I also run an entrepreneur focused list/wiki of resources at http://founderswiki.com/wiki/Main_Page (since a few years now)
Feel free to email me if you'd like to chat further (lukas@fittl.com). And on another note, seconded that @craigkerstiens would be a good person to add (he also runs Postgres Weekly).
@lfittl I've gone through your work and think you are a great fit for this list. I've added you as a collaborator :). Welcome aboard!
👍 for @craigkerstiens
@dhamaniasad Awesome, appreciate it!
I've processed all the open PRs, either merging them, or adding comments as appropriate.
Do you have any thoughts how you wanted to structure the repository further? (i.e. in terms of which groups to split links into)
Also, we might have to define some "notability" guidelines (I personally have many Postgres-related projects I feel would be too tiny to be relevant for this list), but not sure if its needed just yet.
@lfittl Thanks for joining, I'm really glad to have you onboard!
I think that right now, our grouping is fine, but if you have any thoughts/suggestions, I'm open to changes. And definitely, if some awesome resource comes along that is not fit for any of the existing groups, we can always create a new one.
I think having some notability guidelines would be great. Something along the lines of:
- Any project newer than 6 months is not open for inclusion just yet
- Project must be well maintained, and should have a fairly regular commit history
- Project should be able to demonstrate popularity or usage (GitHub stars, etc.). We do not want to include projects no one uses since then there is no incentive for someone else to maintain it if the original maintainer steps down.
Let me know your thoughts.
@dhamaniasad +1
Re: notability, I like your list and think that'd be a good and fair way to go about it.

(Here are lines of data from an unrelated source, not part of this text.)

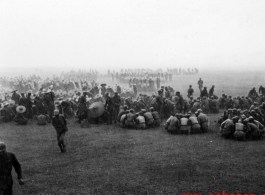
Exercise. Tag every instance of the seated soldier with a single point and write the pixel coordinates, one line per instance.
(184, 128)
(194, 124)
(174, 125)
(149, 120)
(253, 131)
(260, 127)
(227, 128)
(203, 121)
(240, 131)
(122, 112)
(19, 118)
(130, 119)
(156, 117)
(140, 121)
(42, 120)
(166, 125)
(7, 112)
(123, 119)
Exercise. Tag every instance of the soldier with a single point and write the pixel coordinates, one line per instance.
(156, 117)
(158, 81)
(159, 103)
(173, 124)
(228, 128)
(200, 83)
(240, 130)
(203, 121)
(190, 91)
(130, 119)
(194, 124)
(116, 100)
(184, 128)
(253, 94)
(109, 108)
(60, 125)
(15, 96)
(103, 89)
(7, 112)
(262, 90)
(122, 112)
(7, 161)
(19, 118)
(204, 92)
(148, 118)
(211, 91)
(140, 121)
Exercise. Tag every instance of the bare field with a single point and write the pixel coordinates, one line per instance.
(109, 160)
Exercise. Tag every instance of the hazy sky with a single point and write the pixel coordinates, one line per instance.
(137, 33)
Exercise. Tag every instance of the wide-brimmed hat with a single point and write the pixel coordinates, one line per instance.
(5, 103)
(2, 146)
(70, 93)
(21, 109)
(14, 90)
(1, 106)
(12, 103)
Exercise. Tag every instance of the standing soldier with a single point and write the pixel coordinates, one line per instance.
(15, 96)
(109, 108)
(7, 161)
(200, 83)
(190, 91)
(158, 81)
(116, 100)
(60, 125)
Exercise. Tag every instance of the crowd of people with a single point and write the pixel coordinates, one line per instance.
(132, 110)
(182, 71)
(145, 80)
(244, 117)
(52, 101)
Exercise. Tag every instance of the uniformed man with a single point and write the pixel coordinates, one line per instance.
(156, 117)
(116, 100)
(193, 122)
(130, 119)
(190, 91)
(184, 128)
(204, 92)
(60, 125)
(200, 84)
(140, 121)
(203, 121)
(148, 118)
(228, 128)
(7, 161)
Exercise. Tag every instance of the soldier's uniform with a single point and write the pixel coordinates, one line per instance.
(116, 100)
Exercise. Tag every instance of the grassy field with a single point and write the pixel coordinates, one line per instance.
(109, 160)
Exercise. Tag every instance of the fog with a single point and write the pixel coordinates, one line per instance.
(62, 35)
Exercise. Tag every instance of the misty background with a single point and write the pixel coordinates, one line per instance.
(47, 37)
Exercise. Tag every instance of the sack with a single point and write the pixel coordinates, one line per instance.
(84, 123)
(6, 182)
(42, 120)
(48, 119)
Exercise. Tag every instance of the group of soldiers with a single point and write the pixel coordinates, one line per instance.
(244, 117)
(143, 79)
(179, 71)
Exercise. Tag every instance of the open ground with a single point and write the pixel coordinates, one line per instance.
(106, 159)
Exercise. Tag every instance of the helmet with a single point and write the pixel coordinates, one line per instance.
(2, 146)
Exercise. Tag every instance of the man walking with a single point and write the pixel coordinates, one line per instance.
(7, 161)
(60, 125)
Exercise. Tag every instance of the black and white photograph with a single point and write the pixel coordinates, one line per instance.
(132, 97)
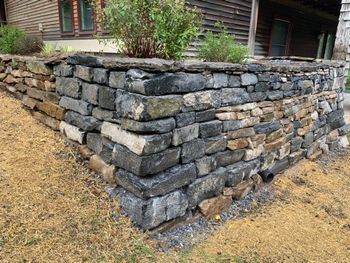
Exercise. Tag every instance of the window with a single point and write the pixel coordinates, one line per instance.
(280, 38)
(66, 16)
(86, 16)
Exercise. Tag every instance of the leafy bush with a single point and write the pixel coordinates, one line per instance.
(152, 28)
(28, 44)
(222, 47)
(9, 39)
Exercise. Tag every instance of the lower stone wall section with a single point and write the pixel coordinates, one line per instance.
(177, 136)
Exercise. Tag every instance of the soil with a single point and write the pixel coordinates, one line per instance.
(52, 209)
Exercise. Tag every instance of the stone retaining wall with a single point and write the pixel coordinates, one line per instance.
(174, 135)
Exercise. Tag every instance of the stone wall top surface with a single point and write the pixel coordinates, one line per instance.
(160, 65)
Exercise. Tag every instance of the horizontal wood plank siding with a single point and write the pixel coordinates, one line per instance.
(304, 32)
(28, 14)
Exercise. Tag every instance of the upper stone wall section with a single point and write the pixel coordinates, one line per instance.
(160, 65)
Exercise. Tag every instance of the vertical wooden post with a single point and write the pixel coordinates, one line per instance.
(253, 26)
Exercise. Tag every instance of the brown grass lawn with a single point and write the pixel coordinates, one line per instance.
(52, 210)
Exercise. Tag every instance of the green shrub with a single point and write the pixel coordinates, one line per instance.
(152, 28)
(9, 39)
(222, 47)
(28, 44)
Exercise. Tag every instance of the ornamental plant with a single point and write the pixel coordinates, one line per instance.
(222, 47)
(150, 28)
(9, 39)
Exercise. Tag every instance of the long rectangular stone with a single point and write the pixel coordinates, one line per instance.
(139, 144)
(145, 165)
(70, 87)
(206, 187)
(152, 212)
(79, 106)
(142, 108)
(73, 133)
(159, 184)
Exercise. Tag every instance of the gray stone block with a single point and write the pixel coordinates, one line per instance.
(231, 125)
(86, 123)
(267, 127)
(79, 106)
(241, 171)
(84, 73)
(159, 184)
(105, 115)
(185, 134)
(210, 129)
(70, 87)
(275, 94)
(63, 70)
(100, 75)
(151, 213)
(220, 80)
(192, 150)
(234, 96)
(90, 93)
(139, 144)
(117, 80)
(228, 157)
(248, 79)
(145, 165)
(205, 165)
(106, 98)
(206, 115)
(215, 144)
(156, 126)
(206, 187)
(234, 81)
(185, 119)
(142, 108)
(202, 100)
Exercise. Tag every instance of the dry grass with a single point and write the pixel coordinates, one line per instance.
(51, 210)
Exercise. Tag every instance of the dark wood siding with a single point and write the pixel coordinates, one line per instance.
(304, 32)
(235, 14)
(27, 15)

Do you want to codify this either in the README itself or in a separate file?
Specifically right now I'm unsure re: #47 and #50, both interesting projects, but it feels like if we applied these criteria they aren't the perfect fit at this time.
We could codify the notability guidelines in the CONTRIBUTING.md file.
For #47 and #50(and other similar projects), there's two sides to the coin.
On the one hand, we do not know much about these projects and where they're headed, and people who find out about these projects from awesome-postgres and end up relying on them could face issues in the future.
On the other hand, people will find out about these projects from awesome-postgres, which will drive up the numbers and give the authors more motivation, and the ball gets rolling.
This is a tough decision to make, but we should not include very new projects in either case. We could leave the PRs open and reconsider the projects for inclusion at a later time.
I'll go ahead and close this issue now.